Image Filtering · #05 of 16

Edge Detection

Finding Boundaries

input

edges

edge threshold = 80

🖼 Upload

A young girl holding pink flowers, beside the same photo reduced to a white-on-black line drawing produced by an edge detector. — A photograph (left) and its edges (right). Almost everything you needed to recognize the scene survives the throw-away. — JonMcLoone, CC BY-SA 3.0

A child holds out a fistful of pink flowers. Now throw away the color. Throw away the soft shading on her cheek, the warm light in her hair, the green blur of the garden behind her. Keep only the places where the picture changes suddenly: the rim of a petal, the edge of a sleeve, the line of a smile.

What is left is a tangle of thin white lines on black. And yet you still see a girl, still see flowers, still read the whole scene in an instant. You threw away almost every number in the image and lost almost no meaning.

An edge is where the image changes sharply, and edges carry the lion's share of what a picture means.

The trick a vision system pulls here is older than computers. An edge is just a place where brightness jumps: dark fabric against a bright face, a petal against shadow. Our eyes are wired to chase exactly these jumps, which is why a four-line cartoon of a face is unmistakably a face. Edge detection is the act of teaching a machine to find those jumps and nothing else, turning a dense grid of pixels into a sparse sketch of boundaries.

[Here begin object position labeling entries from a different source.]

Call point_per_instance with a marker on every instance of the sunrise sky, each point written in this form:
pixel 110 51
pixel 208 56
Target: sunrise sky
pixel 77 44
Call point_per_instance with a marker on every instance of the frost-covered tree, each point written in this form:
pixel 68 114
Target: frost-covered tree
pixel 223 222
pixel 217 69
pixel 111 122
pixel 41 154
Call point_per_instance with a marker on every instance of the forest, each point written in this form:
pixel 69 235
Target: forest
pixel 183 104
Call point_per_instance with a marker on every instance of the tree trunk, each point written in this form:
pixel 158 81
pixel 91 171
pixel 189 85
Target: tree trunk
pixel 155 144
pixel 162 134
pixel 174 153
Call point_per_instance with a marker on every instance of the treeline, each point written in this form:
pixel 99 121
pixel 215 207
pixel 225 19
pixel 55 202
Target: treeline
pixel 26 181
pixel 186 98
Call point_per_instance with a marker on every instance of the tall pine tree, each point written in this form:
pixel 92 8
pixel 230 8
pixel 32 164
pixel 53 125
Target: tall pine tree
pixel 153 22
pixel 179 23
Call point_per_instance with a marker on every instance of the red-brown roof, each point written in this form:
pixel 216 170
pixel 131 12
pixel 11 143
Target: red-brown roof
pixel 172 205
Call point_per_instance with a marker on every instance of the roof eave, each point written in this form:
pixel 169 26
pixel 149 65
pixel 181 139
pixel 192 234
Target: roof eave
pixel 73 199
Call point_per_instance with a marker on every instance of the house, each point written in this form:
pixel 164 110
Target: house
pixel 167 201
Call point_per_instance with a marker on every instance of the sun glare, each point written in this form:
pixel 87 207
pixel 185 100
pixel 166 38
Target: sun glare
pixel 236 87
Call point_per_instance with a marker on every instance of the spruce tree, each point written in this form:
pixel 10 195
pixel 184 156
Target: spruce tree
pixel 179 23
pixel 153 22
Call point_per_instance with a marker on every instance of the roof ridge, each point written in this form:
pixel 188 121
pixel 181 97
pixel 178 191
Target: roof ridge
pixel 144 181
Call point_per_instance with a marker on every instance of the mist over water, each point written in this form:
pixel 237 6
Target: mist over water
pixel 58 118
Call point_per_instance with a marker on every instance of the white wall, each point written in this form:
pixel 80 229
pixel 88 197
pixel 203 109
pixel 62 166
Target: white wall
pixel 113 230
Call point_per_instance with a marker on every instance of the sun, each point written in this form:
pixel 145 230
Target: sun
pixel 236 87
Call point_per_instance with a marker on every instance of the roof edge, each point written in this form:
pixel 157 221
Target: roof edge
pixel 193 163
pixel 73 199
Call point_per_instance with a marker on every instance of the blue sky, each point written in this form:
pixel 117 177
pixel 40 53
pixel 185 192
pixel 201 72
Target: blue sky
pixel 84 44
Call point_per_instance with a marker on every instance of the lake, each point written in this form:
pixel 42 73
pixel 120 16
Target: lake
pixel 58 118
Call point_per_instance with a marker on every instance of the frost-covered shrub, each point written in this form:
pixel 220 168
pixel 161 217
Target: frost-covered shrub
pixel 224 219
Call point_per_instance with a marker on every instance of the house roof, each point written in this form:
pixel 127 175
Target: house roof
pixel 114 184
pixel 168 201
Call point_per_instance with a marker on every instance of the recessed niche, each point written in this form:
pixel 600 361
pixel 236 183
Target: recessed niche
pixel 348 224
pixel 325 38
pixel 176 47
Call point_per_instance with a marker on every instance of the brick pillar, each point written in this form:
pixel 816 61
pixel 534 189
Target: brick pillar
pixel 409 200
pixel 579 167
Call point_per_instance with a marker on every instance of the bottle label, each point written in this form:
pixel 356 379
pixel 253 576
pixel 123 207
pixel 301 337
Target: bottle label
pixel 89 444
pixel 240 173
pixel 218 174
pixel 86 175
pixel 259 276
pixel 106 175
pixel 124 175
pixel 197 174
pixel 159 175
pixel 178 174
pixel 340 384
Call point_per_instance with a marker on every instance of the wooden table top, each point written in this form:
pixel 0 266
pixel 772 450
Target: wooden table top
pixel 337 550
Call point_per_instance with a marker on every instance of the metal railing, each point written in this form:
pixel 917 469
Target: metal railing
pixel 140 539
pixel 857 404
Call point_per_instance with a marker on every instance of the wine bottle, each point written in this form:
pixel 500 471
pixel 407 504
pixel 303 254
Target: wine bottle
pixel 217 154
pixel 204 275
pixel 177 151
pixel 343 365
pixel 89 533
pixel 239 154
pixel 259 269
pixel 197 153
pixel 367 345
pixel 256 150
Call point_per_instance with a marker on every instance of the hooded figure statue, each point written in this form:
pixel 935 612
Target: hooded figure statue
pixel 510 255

The demo at the top of this page builds that sketch in front of you. Drag the threshold slider, flip the output between Gradient and Edges, then tap 📷 Camera and watch your own outline appear live beside the real feed. Look for the moment when raising the threshold erases the noise and faint texture first, leaving only the strongest contours standing. That is the central tension of edge detection in one slider: too low and you drown in spurious edges, too high and real boundaries vanish. The continuous Gradient view shows the raw evidence; the Edges view shows the verdict after a cutoff.

An edge is a steep slope

Picture a single row of the image as a landscape, where bright pixels are high ground and dark pixels are valleys. Across a flat wall the landscape is level. At the boundary of an object it drops off a cliff. The steepness of that cliff is the gradient, and a steep gradient means an edge.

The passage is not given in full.